People have gotten used to abortion, the pope said in his address in the Vatican, because they fail to look at the reality and see “it is really a murder.”
Abortion consists in “the disposal of children that we do not want to accept,” he said, meaning they are “returned to sender by direct killing.”
“It is really a murder and to understand it well perhaps it helps us to ask a double question: is it right to eliminate, to take out a human life to solve a problem?” he asked. “Is it okay to hire a hitman to solve a problem?”

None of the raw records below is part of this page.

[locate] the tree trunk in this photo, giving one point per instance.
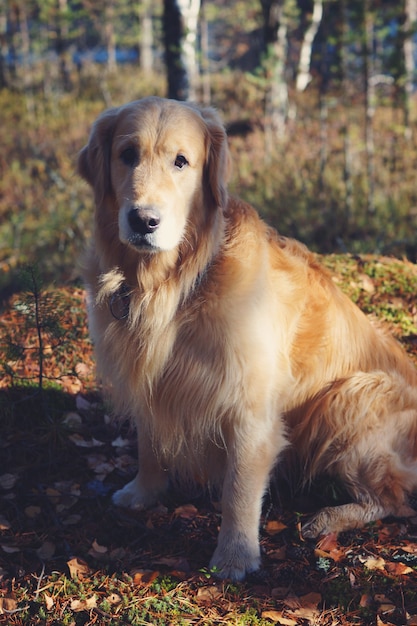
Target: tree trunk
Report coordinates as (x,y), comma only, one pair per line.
(146,42)
(110,36)
(303,74)
(369,89)
(276,98)
(177,77)
(409,51)
(190,10)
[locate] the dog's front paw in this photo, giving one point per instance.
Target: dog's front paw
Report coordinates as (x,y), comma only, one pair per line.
(236,559)
(319,524)
(135,496)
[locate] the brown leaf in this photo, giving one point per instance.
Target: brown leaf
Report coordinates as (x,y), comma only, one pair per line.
(49,601)
(209,594)
(4,523)
(372,562)
(328,542)
(46,550)
(114,598)
(187,511)
(84,605)
(277,616)
(145,577)
(78,568)
(273,527)
(7,605)
(398,569)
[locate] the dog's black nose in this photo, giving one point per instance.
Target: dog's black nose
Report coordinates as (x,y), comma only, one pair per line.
(143,221)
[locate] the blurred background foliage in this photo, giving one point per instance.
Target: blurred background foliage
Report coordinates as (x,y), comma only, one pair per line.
(318,97)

“This is abortion,” he said.
It is important for the Church and the Academy for Life to “participate in common initiatives and, in appropriate ways, in the public debate,” Francis said.
“This naturally requires that, without ‘watering down' the contents, we try to communicate them with a suitable language and understandable arguments in the current social context,” he added, to “help the men and women of today to rediscover as primary the right to life from conception to its natural end.”
Along with unborn children, the elderly are often treated as “waste material,” the pope lamented, sometimes through forms of “hidden euthanasia,” where important medicines are withheld because they are considered too expensive to waste on the elderly.
Also on Monday, Washington, D.C. Cardinal Wilton Gregory reiterated his position that he does not intend to withhold Holy Communion from pro-abortion Catholic politicians such as Joe Biden, insisting bishops are “not there as police, we're there as pastors.”
The U.S. bishops remain sharply divided regarding how to deal with Catholics who publicly advocate for abortion rights.
Some have adopted the doctrine proposed by then-Cardinal Theodore McCarrick, who together with Bishop Gregory insisted Communion should not be denied to Catholic politicians, even if they refuse to repent of their abortion advocacy.
In 2004, Bishop Gregory, who was then president of the U.S. Bishops' Conference, announced the formation of a “Task Force on Catholic Bishops and Catholic Politicians” and named Cardinal McCarrick to lead the team.
In an speech delivered June 15, 2004, McCarrick told his brother bishops, “Based on the traditional practice of the Church and our consultation with members of our conference, other episcopal conferences, distinguished canonists and theologians, our Task Force does not advocate the denial of Communion for Catholic politicians or Catholic voters in these circumstances.”
That same summer, Cardinal Joseph Ratzinger — the future Pope Benedict XVI — wrote a letter to McCarrick and then-Bishop Gregory, noting that when a person consistently campaigns and votes for permissive abortion laws, his pastor should meet with him, “informing him that he is not to present himself for Holy Communion until he brings to an end the objective situation of sin, and warning him that he will otherwise be denied the Eucharist.”
“When these precautionary measures have not had their effect or in which they were not possible, and the person in question, with obstinate persistence, still presents himself to receive the Holy Eucharist, the minister of Holy Communion must refuse to distribute it,” Ratzinger wrote.
McCarrick and Gregory opted not to share the contents of Ratzinger's letter with the other bishops, offering instead a misleading summary of its message.
“I would emphasize that Cardinal Ratzinger clearly leaves to us as teachers, pastors and leaders whether to pursue this path,” McCarrick told the bishops in regard to the denial of Communion to pro-abortion politicians, something that was manifestly absent from Ratzinger's letter.